The Otherwhere Post by Emily J. Taylor

Expected publication: February 25, 2025 by G.P. Putnam’s Sons

Check this book out at: Goodreads

Synopsis:

Seven years ago, Maeve Abenthy lost her world, her father, even her name. Desperate to escape the stain of her father’s crimes, she lives under a fake name, never staying in one place long enough to put down roots.

Then she receives a mysterious letter with four impossible words Your father was innocent.

To uncover the truth, she poses as an apprentice for the Otherwhere Post, where she’ll be trained in the art of scriptomancy—the dangerous magic that allows couriers to enchant letters and deliver them to other worlds. But looking into her father’s past draws more attention than she’d planned.

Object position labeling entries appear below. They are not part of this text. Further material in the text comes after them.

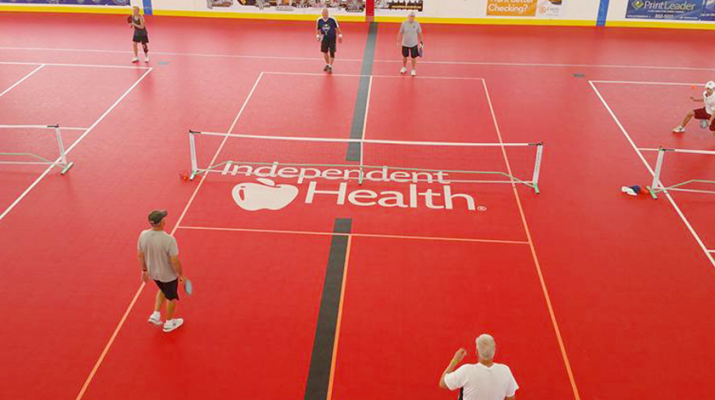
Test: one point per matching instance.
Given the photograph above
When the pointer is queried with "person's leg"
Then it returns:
(159, 302)
(171, 309)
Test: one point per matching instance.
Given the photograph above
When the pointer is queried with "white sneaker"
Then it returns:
(172, 324)
(155, 318)
(629, 191)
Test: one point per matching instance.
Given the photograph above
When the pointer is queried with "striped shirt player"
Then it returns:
(328, 35)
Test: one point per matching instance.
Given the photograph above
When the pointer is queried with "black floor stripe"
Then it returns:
(358, 124)
(321, 359)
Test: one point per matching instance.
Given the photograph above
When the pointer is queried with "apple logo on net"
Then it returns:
(264, 196)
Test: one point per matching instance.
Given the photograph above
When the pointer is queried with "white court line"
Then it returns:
(478, 63)
(73, 65)
(62, 128)
(69, 149)
(22, 80)
(652, 83)
(640, 155)
(368, 235)
(178, 222)
(372, 76)
(537, 264)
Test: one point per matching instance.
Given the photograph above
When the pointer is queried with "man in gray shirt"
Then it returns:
(159, 259)
(411, 40)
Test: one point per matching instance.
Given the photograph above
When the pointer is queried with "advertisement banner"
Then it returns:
(70, 2)
(400, 5)
(550, 8)
(686, 10)
(708, 13)
(511, 8)
(289, 6)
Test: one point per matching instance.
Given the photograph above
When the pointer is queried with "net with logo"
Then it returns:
(364, 161)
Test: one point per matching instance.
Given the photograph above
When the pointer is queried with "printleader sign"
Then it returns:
(511, 8)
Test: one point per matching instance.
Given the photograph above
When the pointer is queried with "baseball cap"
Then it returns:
(156, 216)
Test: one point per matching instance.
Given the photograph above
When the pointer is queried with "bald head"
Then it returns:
(486, 347)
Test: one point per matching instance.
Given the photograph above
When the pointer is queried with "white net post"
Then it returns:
(362, 157)
(537, 167)
(63, 154)
(60, 162)
(194, 161)
(656, 176)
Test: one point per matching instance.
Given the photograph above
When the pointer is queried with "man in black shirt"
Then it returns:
(328, 32)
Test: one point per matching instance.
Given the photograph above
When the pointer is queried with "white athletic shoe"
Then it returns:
(629, 191)
(155, 318)
(173, 324)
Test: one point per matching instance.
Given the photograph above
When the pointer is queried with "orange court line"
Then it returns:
(373, 235)
(340, 319)
(544, 289)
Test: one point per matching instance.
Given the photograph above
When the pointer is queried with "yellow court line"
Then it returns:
(66, 9)
(369, 235)
(340, 319)
(264, 16)
(494, 21)
(660, 24)
(544, 289)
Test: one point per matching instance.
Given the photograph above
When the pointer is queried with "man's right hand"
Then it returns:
(459, 356)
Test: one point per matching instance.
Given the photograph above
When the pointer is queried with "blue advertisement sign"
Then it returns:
(684, 10)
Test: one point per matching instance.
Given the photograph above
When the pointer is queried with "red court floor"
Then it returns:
(590, 294)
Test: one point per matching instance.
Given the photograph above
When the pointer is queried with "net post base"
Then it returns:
(652, 192)
(66, 168)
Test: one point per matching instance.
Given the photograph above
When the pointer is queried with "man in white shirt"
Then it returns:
(485, 380)
(159, 260)
(704, 114)
(411, 40)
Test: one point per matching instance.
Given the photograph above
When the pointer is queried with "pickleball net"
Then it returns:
(364, 161)
(33, 145)
(682, 170)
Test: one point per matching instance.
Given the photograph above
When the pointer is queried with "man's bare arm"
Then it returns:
(458, 357)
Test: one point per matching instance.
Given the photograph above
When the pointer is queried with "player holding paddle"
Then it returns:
(136, 21)
(328, 33)
(706, 114)
(412, 42)
(159, 260)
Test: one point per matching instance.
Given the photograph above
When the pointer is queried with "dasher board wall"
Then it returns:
(691, 14)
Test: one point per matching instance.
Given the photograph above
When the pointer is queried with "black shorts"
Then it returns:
(329, 44)
(406, 51)
(702, 114)
(170, 289)
(141, 36)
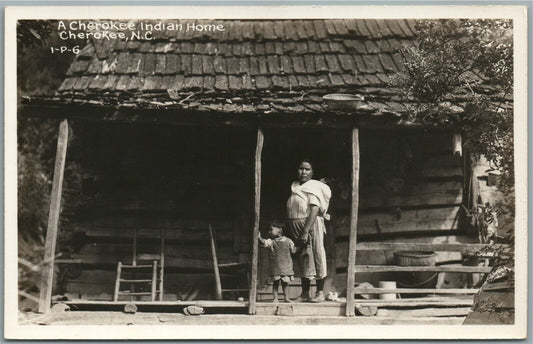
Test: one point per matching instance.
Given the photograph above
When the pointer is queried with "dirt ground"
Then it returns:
(120, 318)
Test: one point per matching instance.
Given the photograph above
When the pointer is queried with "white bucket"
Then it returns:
(387, 285)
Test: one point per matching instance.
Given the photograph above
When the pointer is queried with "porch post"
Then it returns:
(47, 277)
(350, 280)
(257, 208)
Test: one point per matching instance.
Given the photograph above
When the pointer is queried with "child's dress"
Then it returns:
(280, 258)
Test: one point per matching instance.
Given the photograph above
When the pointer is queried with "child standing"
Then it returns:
(280, 249)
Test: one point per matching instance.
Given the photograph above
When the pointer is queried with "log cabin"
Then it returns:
(187, 144)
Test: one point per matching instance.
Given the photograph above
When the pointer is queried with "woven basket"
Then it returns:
(414, 258)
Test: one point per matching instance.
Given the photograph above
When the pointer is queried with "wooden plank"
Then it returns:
(421, 194)
(424, 312)
(442, 268)
(462, 248)
(218, 285)
(350, 305)
(257, 209)
(403, 221)
(47, 278)
(415, 291)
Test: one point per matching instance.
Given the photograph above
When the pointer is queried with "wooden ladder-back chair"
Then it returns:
(142, 263)
(217, 266)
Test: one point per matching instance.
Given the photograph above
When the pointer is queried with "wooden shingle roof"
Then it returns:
(252, 66)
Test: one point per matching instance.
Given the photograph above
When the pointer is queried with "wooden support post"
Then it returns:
(218, 284)
(350, 280)
(257, 208)
(47, 278)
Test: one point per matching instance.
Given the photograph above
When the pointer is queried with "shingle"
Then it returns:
(111, 82)
(135, 64)
(293, 81)
(247, 31)
(303, 81)
(298, 64)
(324, 47)
(371, 47)
(372, 63)
(301, 47)
(348, 79)
(186, 64)
(394, 27)
(333, 63)
(247, 48)
(347, 62)
(261, 62)
(160, 63)
(286, 64)
(268, 30)
(398, 61)
(78, 66)
(300, 29)
(363, 30)
(219, 64)
(273, 64)
(383, 46)
(234, 82)
(259, 49)
(355, 46)
(151, 83)
(394, 43)
(330, 28)
(211, 48)
(280, 81)
(387, 63)
(278, 29)
(320, 29)
(95, 67)
(351, 26)
(336, 79)
(320, 63)
(309, 28)
(340, 27)
(193, 82)
(262, 82)
(336, 47)
(149, 64)
(122, 63)
(67, 84)
(244, 65)
(270, 48)
(383, 27)
(97, 83)
(405, 28)
(254, 65)
(177, 82)
(290, 30)
(233, 66)
(310, 64)
(247, 82)
(123, 82)
(237, 49)
(359, 63)
(278, 48)
(258, 30)
(207, 65)
(208, 82)
(289, 47)
(312, 47)
(373, 28)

Her secretive, infuriatingly handsome mentor knows she’s lying about her identity, and time is running out to convince him to trust her. Worse, she begins to receive threatening letters, warning her to drop her investigation—or else. For Maeve to unravel the mystery of what happened seven years ago, she may have to forfeit her life.

Why this caught my eye:

I love magical worlds, they are so much fun to immerse yourself into. I like the sound of this one with the blend of a magical fantasy and a mystery.

The Beasts We Bury by D.L. Taylor

Expected publication: February 4, 2024 by Henry Holt & Co

Check this book out at: Goodreads

Synopsis:

Daughter and heir to the throne, Mancella Cliff yearns for a life without bloodshed. But as a child, she emerged from the Broken Citadel with the power to summon animals—only after killing them with her bare hands. Her magic is a constant reminder of the horrors her father, the ruler of the realm, has forced upon her to strengthen their power.

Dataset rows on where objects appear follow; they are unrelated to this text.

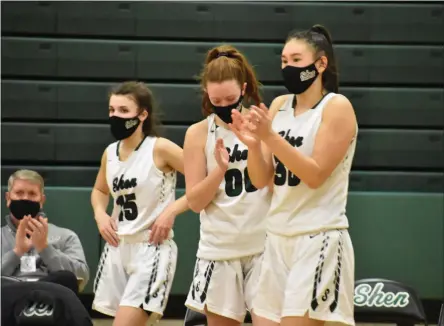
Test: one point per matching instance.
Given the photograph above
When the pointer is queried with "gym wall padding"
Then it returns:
(59, 60)
(388, 231)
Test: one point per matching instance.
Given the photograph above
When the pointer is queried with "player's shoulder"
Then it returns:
(197, 129)
(338, 104)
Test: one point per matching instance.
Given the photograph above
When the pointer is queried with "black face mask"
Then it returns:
(122, 128)
(298, 79)
(20, 208)
(224, 112)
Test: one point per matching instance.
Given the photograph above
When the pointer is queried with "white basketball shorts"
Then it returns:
(311, 274)
(135, 274)
(225, 287)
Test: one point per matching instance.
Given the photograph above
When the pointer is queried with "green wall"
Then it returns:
(397, 236)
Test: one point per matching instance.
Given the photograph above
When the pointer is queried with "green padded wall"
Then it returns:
(395, 235)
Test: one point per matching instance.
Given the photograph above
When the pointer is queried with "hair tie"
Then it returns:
(224, 54)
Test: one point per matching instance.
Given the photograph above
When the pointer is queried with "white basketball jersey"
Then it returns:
(139, 189)
(233, 224)
(295, 208)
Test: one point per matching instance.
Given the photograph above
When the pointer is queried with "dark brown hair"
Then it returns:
(320, 40)
(223, 63)
(142, 95)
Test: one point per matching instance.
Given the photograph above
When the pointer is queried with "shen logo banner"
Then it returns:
(368, 296)
(38, 309)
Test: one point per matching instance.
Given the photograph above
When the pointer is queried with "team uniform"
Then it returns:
(136, 273)
(232, 235)
(308, 263)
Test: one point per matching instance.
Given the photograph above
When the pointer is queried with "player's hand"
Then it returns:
(221, 155)
(260, 121)
(243, 129)
(39, 228)
(162, 227)
(23, 241)
(108, 229)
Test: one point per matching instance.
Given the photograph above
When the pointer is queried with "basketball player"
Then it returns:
(307, 275)
(232, 210)
(138, 262)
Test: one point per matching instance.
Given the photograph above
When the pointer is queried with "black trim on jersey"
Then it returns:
(337, 279)
(317, 278)
(135, 149)
(208, 274)
(153, 277)
(196, 273)
(100, 268)
(167, 278)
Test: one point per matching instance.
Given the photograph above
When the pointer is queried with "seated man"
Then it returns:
(32, 248)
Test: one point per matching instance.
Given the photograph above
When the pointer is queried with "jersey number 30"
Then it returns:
(128, 207)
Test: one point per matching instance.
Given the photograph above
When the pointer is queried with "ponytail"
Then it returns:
(223, 63)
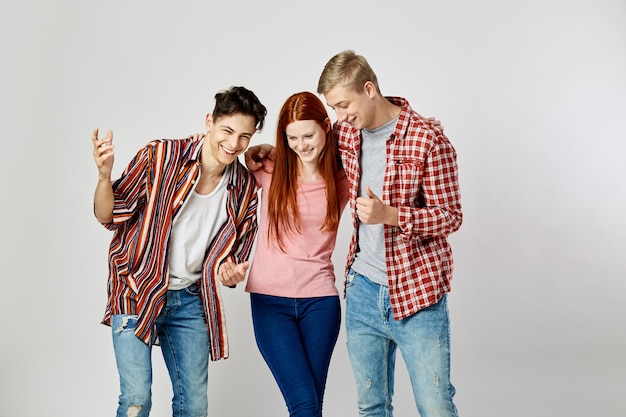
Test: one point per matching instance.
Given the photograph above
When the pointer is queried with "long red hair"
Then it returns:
(283, 214)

Silver is a charming thief struggling to survive in a world torn apart by Mancella’s father’s reign. When a mysterious benefactor recruits him for the heist of a lifetime, a chance to rob the castle, Silver relishes the opportunity for a real future—and revenge. But he’ll have to manipulate Mance and earn her trust to pull it off.

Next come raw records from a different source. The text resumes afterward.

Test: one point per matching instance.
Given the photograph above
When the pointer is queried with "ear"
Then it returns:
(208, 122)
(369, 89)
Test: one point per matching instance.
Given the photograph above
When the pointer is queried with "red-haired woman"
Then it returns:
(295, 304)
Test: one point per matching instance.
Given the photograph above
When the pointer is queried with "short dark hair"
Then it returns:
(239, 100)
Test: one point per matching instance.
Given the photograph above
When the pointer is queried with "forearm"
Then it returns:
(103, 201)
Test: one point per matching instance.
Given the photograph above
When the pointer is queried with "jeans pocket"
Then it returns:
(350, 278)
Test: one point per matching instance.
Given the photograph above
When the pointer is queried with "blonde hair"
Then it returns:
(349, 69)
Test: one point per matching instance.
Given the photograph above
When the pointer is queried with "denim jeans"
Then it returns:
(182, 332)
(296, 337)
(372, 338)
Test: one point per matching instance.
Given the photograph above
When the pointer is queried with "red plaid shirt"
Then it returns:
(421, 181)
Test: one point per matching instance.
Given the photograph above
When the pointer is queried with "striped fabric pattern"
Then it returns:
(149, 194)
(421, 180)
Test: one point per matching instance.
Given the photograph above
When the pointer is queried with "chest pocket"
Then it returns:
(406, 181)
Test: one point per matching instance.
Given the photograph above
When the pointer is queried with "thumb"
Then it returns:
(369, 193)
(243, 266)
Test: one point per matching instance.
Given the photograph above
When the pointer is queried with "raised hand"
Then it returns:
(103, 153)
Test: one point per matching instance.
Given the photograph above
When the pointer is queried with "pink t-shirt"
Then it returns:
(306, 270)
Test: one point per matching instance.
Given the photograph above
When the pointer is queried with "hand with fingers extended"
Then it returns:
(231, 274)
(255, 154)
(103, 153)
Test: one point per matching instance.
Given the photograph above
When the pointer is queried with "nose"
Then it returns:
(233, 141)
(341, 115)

As the deception and carnage mount, Mance must find a way to save her realm without becoming the ruthless monster she’s been bred to be. And when Silver discovers that his actions are fueling the violence that Mance wants to prevent, he’ll have to choose between his ambition and the girl he’s falling for.

Why this caught my eye:

For the most part this sounds like a typical young adult book about an heir to a magical throne who falls in love with a potential usurper. I’ve read lots of books like that, but they can be very entertaining. And I like this idea of the magical heir being able to summon animals, that’s a unique idea that I haven’t seen before. Also this cover is very beautiful and complex, it took me a few looks to notice the creature in the flowers.